OURS National Scholarships

Three Undergraduates Receive Critical Language Scholarships to Study Chinese, Russian, and Turkish

Three Berkeley undergraduates have received Critical Language Scholarships, a U.S. State Department program aimed at expanding the number of Americans studying and mastering foreign languages that are considered critical to national security and economic prosperity. The scholarship funds overseas summer language and cultural immersion programs for students planning to use their language skills in their future professional careers.

Ransom Miller (’24, Global Studies) is headed to Tainan, Taiwan to study Mandarin. Ransom decided to start learning Chinese in middle school because it was the hardest (and therefore the “coolest”) language offered. Years later, he still loves the beauty of the language’s tones and finds it a lot of fun to learn and speak. A sophomore, Ransom fit two years of Chinese into his freshman year at Cal and the following summer, qualifying him to apply for this particular CLS program. He plans to become a foreign service officer in the U.S. State Department and use his language skills throughout his career. Despite his interest in Global Studies, this will be Ransom’s first experience outside the United States, other than one-week school trip to Italy and, apparently, accidentally crossing Mexican border on foot as a child! He credits applying for a couple of competitive study abroad programs as a freshman, and not being selected them, for teaching him how to become a better candidate.

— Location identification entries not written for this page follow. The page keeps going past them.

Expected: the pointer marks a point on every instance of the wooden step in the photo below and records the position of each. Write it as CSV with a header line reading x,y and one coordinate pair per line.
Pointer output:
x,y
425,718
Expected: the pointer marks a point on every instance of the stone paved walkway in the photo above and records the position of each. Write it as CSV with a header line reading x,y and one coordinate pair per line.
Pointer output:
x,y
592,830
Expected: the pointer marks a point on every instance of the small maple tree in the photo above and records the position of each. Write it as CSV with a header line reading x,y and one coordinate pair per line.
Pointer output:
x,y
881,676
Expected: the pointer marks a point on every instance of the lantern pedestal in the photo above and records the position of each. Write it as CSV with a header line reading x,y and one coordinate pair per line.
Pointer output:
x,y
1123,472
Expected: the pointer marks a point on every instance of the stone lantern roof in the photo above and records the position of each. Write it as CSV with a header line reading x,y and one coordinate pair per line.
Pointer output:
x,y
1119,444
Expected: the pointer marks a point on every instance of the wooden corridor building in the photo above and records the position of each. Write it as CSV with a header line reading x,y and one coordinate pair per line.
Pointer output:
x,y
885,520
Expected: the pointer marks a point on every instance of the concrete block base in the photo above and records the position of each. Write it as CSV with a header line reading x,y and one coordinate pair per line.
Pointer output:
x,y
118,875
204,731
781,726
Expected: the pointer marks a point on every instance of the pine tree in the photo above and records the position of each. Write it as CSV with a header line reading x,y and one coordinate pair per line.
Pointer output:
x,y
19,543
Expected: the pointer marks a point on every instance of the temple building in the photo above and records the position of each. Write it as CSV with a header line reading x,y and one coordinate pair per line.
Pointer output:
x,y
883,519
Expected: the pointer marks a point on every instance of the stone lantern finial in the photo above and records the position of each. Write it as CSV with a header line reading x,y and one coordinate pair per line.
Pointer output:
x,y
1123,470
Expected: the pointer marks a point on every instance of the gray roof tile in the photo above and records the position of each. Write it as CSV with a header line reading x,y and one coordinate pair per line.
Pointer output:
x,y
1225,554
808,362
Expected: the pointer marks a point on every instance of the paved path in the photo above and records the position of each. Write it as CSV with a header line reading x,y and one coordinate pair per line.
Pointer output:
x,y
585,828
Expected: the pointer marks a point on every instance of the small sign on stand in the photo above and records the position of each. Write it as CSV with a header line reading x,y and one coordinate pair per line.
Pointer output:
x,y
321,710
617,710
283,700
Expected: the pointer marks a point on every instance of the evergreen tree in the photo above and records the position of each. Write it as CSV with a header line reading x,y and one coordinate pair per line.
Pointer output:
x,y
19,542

Kristie Moore (’25, Global Studies) will continue her Russian studies in the CLS program in Bishkek, Kyrgystan this summer. Inspired by a high school teacher who got her interested in Russia and Cold War diplomacy, Kristie, a freshman from Southern California, studied Russian in Moscow in 2019 through NSLI-Y, the U.S. State Department’s overseas language program for high school students, for which Kristie serves as an alumni representative. Looking ahead, she hopes to study East European Studies/Russian in graduate school and possibly pursue a stateside career in the State Department. For now, Kristie is thrilled to have the opportunity to focus her attention entirely on Russian this summer and be immersed in a new culture. She encourages her peers to be genuine about their interests and passions, rather than second-guessing what selectors want to hear, when applying for programs.

Maurice Ruttimann (’22, Interdisciplinary Studies) will spend the summer studying advanced Turkish in Ankara. While doing an internship and studying French in Brussels in 2020, Maurice made many Turkish friends and became interested in the Middle East. Undeterred by not receiving a CLS last summer, he instead took an intensive course in Turkish at the University of Indiana and is now in his second semester of Turkish Poetry and Literature here at Cal. To build on his linguistic skills and extend his time abroad in Turkey, Maurice independently secured funding support from UC Berkeley’s Center for Middle Eastern Studies to take courses on international trade at Boğaziçi University in Istanbul in Fall 2022. He encourages Cal students to ask their professors for funding and study abroad ideas and to not be shy in applications about explaining why programs like CLS should invest in them.